5.  Another front and center issues is health insurance.  Biden, along with Obama created the Affordable Care Act after fighting with people within his own party and the opposition.  From the beginning they knew it wasn't a panacea.   But it helped millions get health insurance that didn't have it before.  Now he wants to build on it to make sure that people have access to good insurance and create something that was an idea that was taken out of the original, a public option.  A public option will be like Medicaid program that anyone can buy into.  Since it will not need to have a profit goal nor pay millions to directors and CEOs it can focus on providing a place people can use to help pay for their medical costs at a cheaper rate.  A public option does not end private insurance. It gives another possibility of access to insurance, thus health care.  It will also create a mechanism to check costs across the board.

6.  Overall Civil Rights is important to Joe Biden.  The right to health care for women, including abortions is something Joe has fought for his entire life.  It was him, in part, that pushed others to see the importance of marriage as a right for the gay community.  He clearly sees that disability rights must be talked about as that has been a civil rights issue that gets very little play.  Beyond police reform, the overall justice system needs to take a long, hard look at itself.  Too often an issue of mental health is dealt with as a criminal act, sometimes ending in tragedy.  While Joe is not a fan of defund the police he is in favor of funding them in a way that expands who answers the call, with people who know how to deescalate a crisis.  We can't expect police to be psychiatric experts but we can give them someone who is during a situation.    

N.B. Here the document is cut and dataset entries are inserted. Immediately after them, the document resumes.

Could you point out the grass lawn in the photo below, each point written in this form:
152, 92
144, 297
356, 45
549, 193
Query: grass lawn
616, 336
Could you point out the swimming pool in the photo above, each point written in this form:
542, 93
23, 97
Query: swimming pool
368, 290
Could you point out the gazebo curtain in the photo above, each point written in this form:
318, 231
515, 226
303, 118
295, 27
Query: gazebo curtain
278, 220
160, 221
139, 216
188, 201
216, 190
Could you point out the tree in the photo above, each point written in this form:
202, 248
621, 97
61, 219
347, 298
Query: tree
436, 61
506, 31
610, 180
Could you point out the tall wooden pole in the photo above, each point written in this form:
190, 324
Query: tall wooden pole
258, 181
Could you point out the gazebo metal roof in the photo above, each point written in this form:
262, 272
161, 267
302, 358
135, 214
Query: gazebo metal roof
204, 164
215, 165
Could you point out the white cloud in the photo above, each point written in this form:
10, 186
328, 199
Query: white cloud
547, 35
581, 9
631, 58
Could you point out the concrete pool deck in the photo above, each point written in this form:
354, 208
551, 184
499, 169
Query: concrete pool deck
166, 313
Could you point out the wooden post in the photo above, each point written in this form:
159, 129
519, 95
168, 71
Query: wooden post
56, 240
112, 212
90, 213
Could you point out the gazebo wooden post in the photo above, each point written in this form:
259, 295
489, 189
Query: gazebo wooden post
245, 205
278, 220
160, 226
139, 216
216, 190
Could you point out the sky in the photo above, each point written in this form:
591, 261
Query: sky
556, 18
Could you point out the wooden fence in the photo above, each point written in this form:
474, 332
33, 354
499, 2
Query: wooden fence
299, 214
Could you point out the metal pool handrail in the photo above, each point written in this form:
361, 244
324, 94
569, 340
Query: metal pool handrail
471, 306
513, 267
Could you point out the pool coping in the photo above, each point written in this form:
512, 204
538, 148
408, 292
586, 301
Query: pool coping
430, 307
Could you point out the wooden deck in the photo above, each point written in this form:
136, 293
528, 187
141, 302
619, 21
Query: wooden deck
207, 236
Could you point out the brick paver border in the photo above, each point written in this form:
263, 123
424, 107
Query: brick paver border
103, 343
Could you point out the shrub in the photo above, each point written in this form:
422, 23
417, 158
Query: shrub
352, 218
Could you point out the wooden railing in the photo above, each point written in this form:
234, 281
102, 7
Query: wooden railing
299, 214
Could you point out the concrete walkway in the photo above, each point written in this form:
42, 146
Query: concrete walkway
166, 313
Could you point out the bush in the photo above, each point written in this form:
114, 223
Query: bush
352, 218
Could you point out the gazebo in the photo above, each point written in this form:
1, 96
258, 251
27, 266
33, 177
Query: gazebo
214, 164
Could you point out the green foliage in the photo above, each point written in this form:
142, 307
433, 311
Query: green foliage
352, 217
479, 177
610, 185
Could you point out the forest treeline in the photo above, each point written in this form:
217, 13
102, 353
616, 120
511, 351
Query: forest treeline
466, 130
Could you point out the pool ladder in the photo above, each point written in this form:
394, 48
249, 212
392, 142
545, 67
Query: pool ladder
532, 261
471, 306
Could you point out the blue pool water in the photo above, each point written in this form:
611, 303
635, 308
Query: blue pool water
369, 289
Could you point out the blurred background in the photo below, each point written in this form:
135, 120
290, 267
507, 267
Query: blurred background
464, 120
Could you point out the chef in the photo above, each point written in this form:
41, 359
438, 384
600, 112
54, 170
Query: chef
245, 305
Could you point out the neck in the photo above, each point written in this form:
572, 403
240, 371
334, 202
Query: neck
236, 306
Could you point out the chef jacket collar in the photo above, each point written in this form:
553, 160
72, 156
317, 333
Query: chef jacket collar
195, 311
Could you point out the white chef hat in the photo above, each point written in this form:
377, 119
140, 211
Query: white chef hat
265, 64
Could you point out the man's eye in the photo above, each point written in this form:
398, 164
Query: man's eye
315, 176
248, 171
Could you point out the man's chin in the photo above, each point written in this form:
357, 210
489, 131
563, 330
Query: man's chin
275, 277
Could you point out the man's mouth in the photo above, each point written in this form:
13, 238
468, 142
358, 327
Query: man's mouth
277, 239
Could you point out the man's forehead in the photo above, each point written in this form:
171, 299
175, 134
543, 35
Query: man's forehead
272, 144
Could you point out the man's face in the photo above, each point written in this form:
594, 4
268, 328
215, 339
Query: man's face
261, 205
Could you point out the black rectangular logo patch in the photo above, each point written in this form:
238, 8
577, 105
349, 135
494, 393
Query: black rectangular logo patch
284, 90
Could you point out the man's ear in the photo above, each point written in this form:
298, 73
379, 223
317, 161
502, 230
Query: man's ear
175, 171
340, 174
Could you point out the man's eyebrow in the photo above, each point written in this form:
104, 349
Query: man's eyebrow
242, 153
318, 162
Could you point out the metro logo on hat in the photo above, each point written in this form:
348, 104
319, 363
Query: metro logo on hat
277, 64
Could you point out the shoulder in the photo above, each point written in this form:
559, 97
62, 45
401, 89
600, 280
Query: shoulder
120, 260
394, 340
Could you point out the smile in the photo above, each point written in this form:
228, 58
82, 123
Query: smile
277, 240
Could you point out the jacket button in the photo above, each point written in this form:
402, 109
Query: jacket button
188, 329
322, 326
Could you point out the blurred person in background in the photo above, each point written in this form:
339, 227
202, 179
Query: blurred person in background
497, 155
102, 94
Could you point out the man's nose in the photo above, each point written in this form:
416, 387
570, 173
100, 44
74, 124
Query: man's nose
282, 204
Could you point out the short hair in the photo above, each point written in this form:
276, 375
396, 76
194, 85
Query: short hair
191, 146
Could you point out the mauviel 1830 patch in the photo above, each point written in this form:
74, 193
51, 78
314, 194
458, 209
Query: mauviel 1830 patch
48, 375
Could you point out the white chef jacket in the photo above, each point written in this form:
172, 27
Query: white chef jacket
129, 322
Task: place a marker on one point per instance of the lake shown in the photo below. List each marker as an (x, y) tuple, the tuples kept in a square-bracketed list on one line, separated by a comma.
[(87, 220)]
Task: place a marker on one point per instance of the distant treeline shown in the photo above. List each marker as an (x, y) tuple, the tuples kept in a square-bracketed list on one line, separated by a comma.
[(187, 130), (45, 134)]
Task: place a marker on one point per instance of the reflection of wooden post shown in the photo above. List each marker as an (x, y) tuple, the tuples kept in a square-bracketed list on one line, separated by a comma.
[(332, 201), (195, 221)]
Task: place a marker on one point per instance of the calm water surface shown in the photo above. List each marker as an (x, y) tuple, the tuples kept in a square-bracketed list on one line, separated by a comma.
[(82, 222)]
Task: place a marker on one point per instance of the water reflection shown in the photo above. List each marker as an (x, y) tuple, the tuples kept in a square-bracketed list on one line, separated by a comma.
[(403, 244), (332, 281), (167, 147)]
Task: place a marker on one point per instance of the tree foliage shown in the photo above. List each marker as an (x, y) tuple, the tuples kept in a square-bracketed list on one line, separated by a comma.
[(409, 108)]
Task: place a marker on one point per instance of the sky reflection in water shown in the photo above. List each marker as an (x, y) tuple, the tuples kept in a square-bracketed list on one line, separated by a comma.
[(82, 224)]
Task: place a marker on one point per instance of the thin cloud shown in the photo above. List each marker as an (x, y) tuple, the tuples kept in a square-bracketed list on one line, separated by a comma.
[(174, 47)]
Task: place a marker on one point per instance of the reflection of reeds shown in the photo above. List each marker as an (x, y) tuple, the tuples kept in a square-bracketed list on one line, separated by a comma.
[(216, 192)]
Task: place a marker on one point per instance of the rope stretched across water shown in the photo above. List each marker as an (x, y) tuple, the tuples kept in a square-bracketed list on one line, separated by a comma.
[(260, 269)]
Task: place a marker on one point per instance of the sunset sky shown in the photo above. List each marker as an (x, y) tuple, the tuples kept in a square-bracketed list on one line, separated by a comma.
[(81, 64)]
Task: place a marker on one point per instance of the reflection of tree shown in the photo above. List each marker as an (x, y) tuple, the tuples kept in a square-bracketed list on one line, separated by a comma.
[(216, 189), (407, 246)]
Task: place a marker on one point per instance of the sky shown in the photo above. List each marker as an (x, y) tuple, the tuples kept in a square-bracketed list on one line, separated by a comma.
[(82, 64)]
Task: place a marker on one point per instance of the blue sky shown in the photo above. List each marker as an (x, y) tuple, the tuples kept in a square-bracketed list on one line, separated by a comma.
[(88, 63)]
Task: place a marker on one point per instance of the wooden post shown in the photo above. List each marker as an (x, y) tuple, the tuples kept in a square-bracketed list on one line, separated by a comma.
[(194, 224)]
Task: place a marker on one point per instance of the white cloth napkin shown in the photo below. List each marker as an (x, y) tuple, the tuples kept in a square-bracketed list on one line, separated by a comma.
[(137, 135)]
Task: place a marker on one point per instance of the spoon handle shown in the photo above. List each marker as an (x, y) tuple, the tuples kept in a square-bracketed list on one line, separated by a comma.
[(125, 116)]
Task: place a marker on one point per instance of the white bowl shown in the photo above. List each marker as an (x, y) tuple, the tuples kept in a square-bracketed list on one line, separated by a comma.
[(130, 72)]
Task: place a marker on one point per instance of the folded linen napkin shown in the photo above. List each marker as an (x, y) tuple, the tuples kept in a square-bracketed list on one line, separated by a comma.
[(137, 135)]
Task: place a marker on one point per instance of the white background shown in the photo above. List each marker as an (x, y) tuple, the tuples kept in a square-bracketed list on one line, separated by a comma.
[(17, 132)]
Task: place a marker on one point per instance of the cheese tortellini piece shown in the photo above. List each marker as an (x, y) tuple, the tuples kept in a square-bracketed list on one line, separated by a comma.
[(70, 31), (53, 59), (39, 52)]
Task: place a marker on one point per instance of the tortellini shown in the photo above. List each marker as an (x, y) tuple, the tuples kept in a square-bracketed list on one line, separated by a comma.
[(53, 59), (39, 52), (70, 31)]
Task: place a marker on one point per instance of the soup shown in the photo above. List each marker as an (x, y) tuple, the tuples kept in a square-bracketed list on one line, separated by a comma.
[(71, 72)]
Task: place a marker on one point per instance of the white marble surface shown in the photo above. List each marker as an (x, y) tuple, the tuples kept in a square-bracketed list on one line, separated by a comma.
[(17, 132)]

These are but a few of the reasons I voted for the Biden/Harris ticket.  These are but a few of the reasons I believe a Biden/Harris ticket will be good for all Americans.  Not everyone agrees but that is okay.  This doesn't touch on foreign policy, which I could do a whole post on just on what I think the Biden administration will do to reinvigorate our relationships with allies.  It doesn't touch on several topics that might be important to you. I say go an see his stand on issues on his website.  It is time for a leader like Joe to bring our country out of the stagnation and pain we have due to the pandemic, racial strive and the subsequent economic crisis.  Let's give him our support and if needed hold him accountable if he fails.  We are a great country.  We are in pain, but we can make it through the pain to better days.  Join me, VOTE.